If the mission goes ahead, Adam will become the first Irish woman to orbit the moon, as well as the first openly queer woman to go to space. (Last year, Twitch streamer Cameron Bess became the first openly queer person to journey to space aboard one of the New Shepard sub-orbital spaceflights from Jeff Bezos’ Blue Origin. Sally Ride, the first American woman in space, kept quiet about her sexuality until her death in 2012.)

Adam was born in Cork in 1985, travelling with her parents on a live-aboard sailing boat from 1992 until she eventually moved to London with her aunt as a teenager.

She currently lives and works as a photographic artist between the UK and the US, working on research-based, long-form social documentary projects.

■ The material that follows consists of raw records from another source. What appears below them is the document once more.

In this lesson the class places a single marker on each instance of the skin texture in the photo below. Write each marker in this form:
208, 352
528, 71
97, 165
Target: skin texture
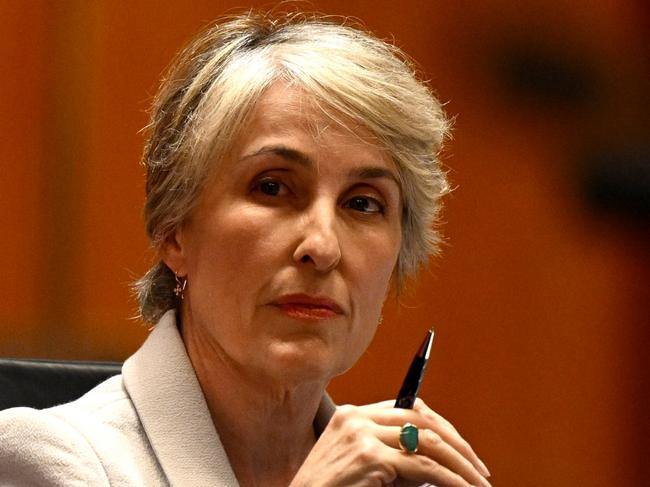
288, 257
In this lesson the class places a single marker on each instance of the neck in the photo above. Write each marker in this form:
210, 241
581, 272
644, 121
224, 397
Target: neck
255, 415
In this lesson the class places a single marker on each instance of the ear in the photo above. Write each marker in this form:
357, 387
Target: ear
172, 253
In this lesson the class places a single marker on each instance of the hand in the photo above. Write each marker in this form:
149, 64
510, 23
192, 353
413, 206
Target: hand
360, 447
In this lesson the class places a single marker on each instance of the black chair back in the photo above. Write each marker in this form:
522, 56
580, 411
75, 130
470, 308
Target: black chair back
45, 383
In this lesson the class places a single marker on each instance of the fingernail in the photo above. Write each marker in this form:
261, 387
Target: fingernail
483, 469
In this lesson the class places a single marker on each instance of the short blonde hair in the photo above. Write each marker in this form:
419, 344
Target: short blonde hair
208, 94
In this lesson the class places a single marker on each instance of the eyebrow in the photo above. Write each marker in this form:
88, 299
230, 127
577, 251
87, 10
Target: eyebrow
293, 155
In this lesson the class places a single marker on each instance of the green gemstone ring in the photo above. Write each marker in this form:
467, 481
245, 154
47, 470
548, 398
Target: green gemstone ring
408, 438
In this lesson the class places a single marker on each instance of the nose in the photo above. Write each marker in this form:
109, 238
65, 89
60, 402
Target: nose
319, 243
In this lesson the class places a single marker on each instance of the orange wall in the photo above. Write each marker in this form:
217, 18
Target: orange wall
540, 304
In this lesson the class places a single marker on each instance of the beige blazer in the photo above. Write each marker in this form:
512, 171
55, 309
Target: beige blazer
149, 426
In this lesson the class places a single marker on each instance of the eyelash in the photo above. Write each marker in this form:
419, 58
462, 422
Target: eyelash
380, 206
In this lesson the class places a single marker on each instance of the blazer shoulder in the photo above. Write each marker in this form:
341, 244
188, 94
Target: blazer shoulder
38, 448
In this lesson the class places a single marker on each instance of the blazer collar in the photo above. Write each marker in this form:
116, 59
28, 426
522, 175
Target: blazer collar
167, 396
169, 401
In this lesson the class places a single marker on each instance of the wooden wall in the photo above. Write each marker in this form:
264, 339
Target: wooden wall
540, 302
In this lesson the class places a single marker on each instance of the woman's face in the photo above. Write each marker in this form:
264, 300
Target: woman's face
290, 252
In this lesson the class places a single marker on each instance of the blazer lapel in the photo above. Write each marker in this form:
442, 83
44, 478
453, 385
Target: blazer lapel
167, 396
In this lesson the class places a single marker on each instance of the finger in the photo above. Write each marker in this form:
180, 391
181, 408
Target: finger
447, 431
423, 469
431, 445
423, 417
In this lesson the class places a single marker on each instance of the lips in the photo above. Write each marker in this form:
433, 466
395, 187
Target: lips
303, 306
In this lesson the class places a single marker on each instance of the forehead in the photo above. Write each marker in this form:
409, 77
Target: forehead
285, 109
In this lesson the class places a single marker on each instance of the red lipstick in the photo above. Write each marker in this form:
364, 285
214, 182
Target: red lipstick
305, 307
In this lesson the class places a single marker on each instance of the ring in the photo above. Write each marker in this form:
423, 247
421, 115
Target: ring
408, 438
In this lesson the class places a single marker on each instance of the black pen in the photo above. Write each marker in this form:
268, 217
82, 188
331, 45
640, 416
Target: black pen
411, 385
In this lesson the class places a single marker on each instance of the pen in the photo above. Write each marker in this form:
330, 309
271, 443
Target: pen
413, 379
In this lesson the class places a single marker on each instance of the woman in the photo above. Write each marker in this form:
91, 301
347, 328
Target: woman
292, 178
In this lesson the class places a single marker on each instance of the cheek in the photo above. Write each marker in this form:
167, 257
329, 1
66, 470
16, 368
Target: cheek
243, 243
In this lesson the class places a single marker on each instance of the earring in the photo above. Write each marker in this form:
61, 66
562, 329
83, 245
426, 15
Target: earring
179, 289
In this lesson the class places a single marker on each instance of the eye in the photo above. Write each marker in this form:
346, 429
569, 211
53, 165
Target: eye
365, 204
270, 187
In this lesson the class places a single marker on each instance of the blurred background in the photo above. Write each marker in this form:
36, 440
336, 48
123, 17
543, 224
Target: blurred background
540, 299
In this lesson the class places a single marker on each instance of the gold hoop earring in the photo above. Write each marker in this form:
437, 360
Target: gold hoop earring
181, 284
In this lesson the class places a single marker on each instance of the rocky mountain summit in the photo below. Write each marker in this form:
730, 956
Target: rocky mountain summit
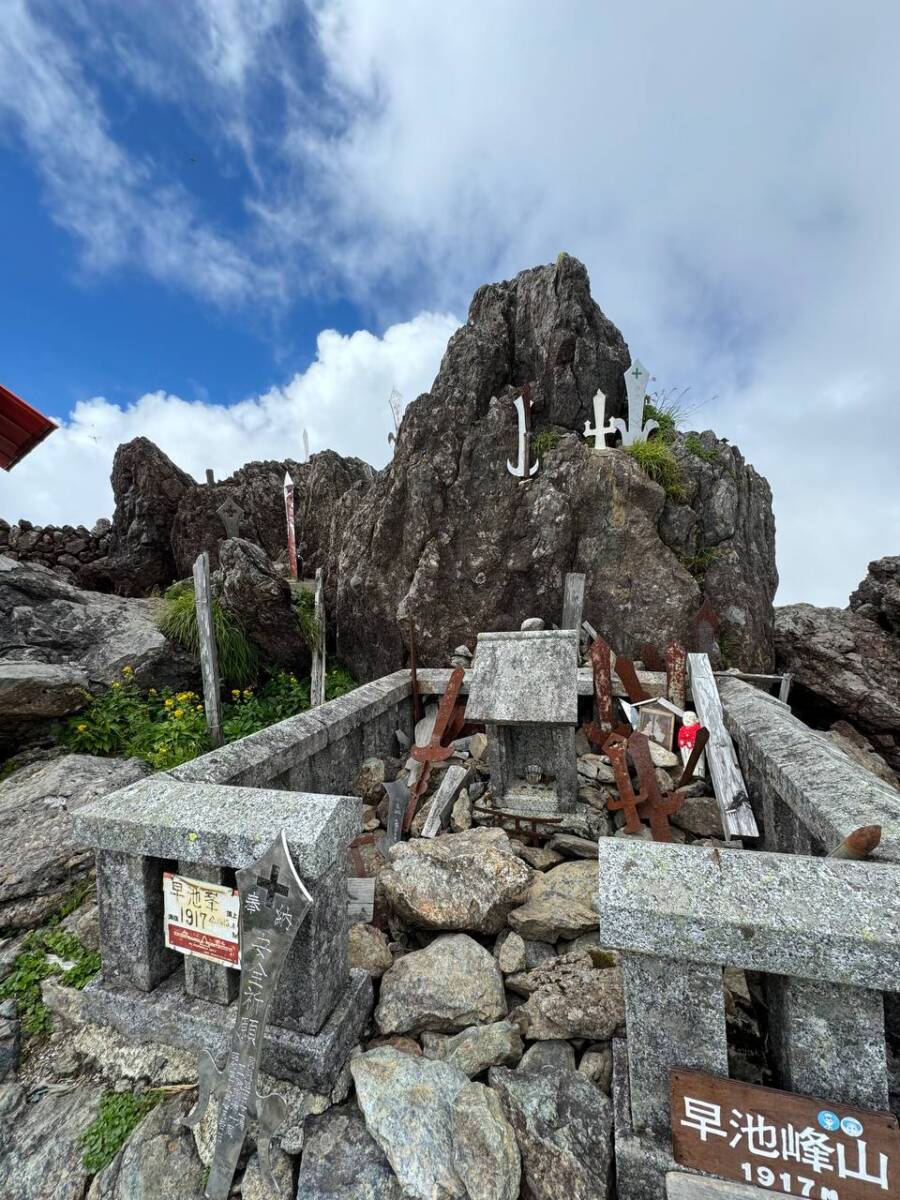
448, 535
846, 666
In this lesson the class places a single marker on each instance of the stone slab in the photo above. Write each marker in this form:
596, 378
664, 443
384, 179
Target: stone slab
827, 791
828, 1039
526, 678
169, 1015
166, 819
814, 918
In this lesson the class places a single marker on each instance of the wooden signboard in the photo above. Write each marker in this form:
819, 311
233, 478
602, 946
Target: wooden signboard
783, 1141
201, 919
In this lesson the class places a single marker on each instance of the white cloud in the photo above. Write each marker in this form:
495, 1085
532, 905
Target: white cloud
727, 173
341, 400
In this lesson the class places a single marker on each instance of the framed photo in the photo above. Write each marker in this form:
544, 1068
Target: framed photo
658, 724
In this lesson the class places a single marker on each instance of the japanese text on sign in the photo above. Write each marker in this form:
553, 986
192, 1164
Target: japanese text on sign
779, 1140
202, 919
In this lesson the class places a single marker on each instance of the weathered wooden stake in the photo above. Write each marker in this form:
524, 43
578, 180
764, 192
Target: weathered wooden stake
317, 677
289, 519
209, 655
573, 600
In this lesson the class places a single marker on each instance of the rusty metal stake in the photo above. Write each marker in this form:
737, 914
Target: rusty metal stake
657, 808
417, 699
676, 666
617, 753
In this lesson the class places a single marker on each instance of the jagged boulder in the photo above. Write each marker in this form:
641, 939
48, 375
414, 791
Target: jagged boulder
445, 533
258, 598
259, 490
846, 661
879, 595
148, 487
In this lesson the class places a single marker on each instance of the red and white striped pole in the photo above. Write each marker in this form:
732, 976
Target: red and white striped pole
289, 517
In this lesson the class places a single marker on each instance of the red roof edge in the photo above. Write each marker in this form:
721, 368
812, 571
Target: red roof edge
22, 427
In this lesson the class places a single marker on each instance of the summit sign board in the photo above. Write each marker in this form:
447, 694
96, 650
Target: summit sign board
781, 1141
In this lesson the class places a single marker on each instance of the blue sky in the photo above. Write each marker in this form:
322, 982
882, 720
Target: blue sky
225, 221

Adam’s early life experiences travelling from place to place has had a lasting influence on her work, with a focus on remote communities and the concept of utopia. She is also the author of three books and her work has been published by various media outlets including Le Monde, the BBC, The British Journal of Photography, Huffington Post and The New York Times.

Adam said being chosen for the DearMoon mission seems like “an impossible dream coming true”. She added that she plans to create work that “does justice to this transformative experience”.

“When I discovered that I was selected, I cried,” Adam said. “And I’m not usually much of a crier. I think it was overwhelming and had seemed just so impossible, and even then, it didn’t seem real.

“It did make me think that perhaps I should have played the lottery more,” she added.